Тот замялся, стал было говорить о каких-то принятых
мерах. Но Ракитин не отступал, сверлил его прямым ожидающим взглядом. И Сахаров стал рассказывать. Когда он сообщил, что в самую трудную метельную ночь Алтунин и Чибис почти до рассвета просидели вместе в комнате мастера и что наутро об этом уже знали все рабочие, секретарь горкома насторожился.— Конечно, все это мелочи жизни, — сказал Сахаров. — Можно было не заводить о них разговора.
— Нет, вы поступили правильно, — заметил Ракитин. — Теперь мне ясно, почему Чибис взяла под защиту Алтунина. Признаться, я чувствовал это по тону ее голоса, но… — Приложив ко лбу палец, он задумался, и тут же оживился снова: — Кстати, а что с Мерцаловым? Подрался?
— Кто это вам доложил? — спросил Сахаров.
— Да видел я его из машины. Щека заклеена. Лоб тоже. Спрашиваю, кто боксонул, молчит. В чем дело-то?
— Ерунда. С ледяной горки прокатился, — придумал Сахаров и для большей убедительности добавил: — Молодежь ведь. Кровь играет.
— Мило-весело, — усмехнулся Ракитин и встал со стула. — Ну, ладно, товарищи, все. А по письму… решим так. Вы пригласите Белкину и объявите, когда и в каком доме она получит квартиру. Конкретно.
Кирюхин поморщился, как бы говоря, ну зачем такая точность, Борис Иванович? Кто знает, что еще произойдет, пока новый дом построим?
— Ничего, ничего, — сказал Ракитин. — Нельзя же вычеркнуть человека из списка и умыть руки. А что касается Алтунина…

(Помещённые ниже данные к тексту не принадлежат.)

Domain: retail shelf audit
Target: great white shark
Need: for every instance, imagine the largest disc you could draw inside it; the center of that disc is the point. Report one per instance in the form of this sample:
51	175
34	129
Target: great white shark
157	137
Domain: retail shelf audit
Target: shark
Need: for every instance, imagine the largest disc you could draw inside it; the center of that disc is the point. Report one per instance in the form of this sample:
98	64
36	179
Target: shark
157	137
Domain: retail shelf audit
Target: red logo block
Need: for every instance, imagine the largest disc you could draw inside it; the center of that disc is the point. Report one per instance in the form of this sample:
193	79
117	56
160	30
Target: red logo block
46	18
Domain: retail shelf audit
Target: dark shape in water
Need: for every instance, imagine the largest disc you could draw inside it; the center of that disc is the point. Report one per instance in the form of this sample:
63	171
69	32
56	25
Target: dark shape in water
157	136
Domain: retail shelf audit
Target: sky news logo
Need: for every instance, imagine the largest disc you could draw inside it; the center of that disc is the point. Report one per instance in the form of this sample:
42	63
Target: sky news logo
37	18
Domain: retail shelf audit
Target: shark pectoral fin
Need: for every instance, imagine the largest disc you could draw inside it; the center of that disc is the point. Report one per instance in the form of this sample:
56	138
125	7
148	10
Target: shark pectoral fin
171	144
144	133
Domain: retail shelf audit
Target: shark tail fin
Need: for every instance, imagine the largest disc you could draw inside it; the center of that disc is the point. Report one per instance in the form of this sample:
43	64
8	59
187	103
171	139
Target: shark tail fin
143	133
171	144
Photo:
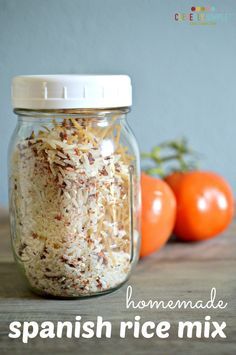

— Этого мы проработаем в отделении, — грозно пообещал Кирюхин. — Мы с него спросим и за ремонт, и за план перевозок. За все спросим, Борис Иванович. И метельную ночь не забудем.
— Добро, — сказал Ракитин. — А письмо я передам, пожалуй, Зиненко. Пусть он все-таки изучит.
— Чудно, — задумался Кирюхин, когда секретарь горкома уехал. — Других за клевету из партии исключают, под суд отдают, а тут еще изучать будут.
— Дипломатия, — понимающе объяснил Сахаров.
— Значит, пусть пишет снова?
— Ну нет, больше не напишет. Смею заверить, Сергей Сергеевич. И про любовь забудет. Мы ей создадим обстановочку…
24
Отпустив машину в гараж, Ракитин поднялся в лифте на пятый этаж гостиницы. В номере у Зиненко обе оконные створки были распахнуты, и массивные бархатные шторы колыхались от сквозняка.
— Дышим? — спросил Ракитин, придерживая, дверь, чтобы не хлопнула.
— А что же делать? — ответил Зиненко. — Топят, как в гарнизонной бане. Ругаться пробовал, не помогает. Говорят — норма.
— Правильно, — рассмеялся Ракитин. — Раз положено, получи сполна и не жалуйся.
Было около восьми вечера. Над городом стоял морозный туман, и все казалось одинаково белесым.
Зиненко непривычно хмурился.
— Иди-ка сюда! — сказал Ракитин и, подведя его к окну, показал на коробку четырехэтажного дома, торчавшую из-за крыш на соседней улице. — Можешь считать себя жильцом этой священной обители.
— Почему священной? — спросил Зиненко.
— Очень просто. Здесь когда-то стояла церковь. Давно, правда. А старушки и сейчас, проходя мимо, крестятся! Так что всегда будешь осенен знамением божьим и упасен от всякой нечистой силы.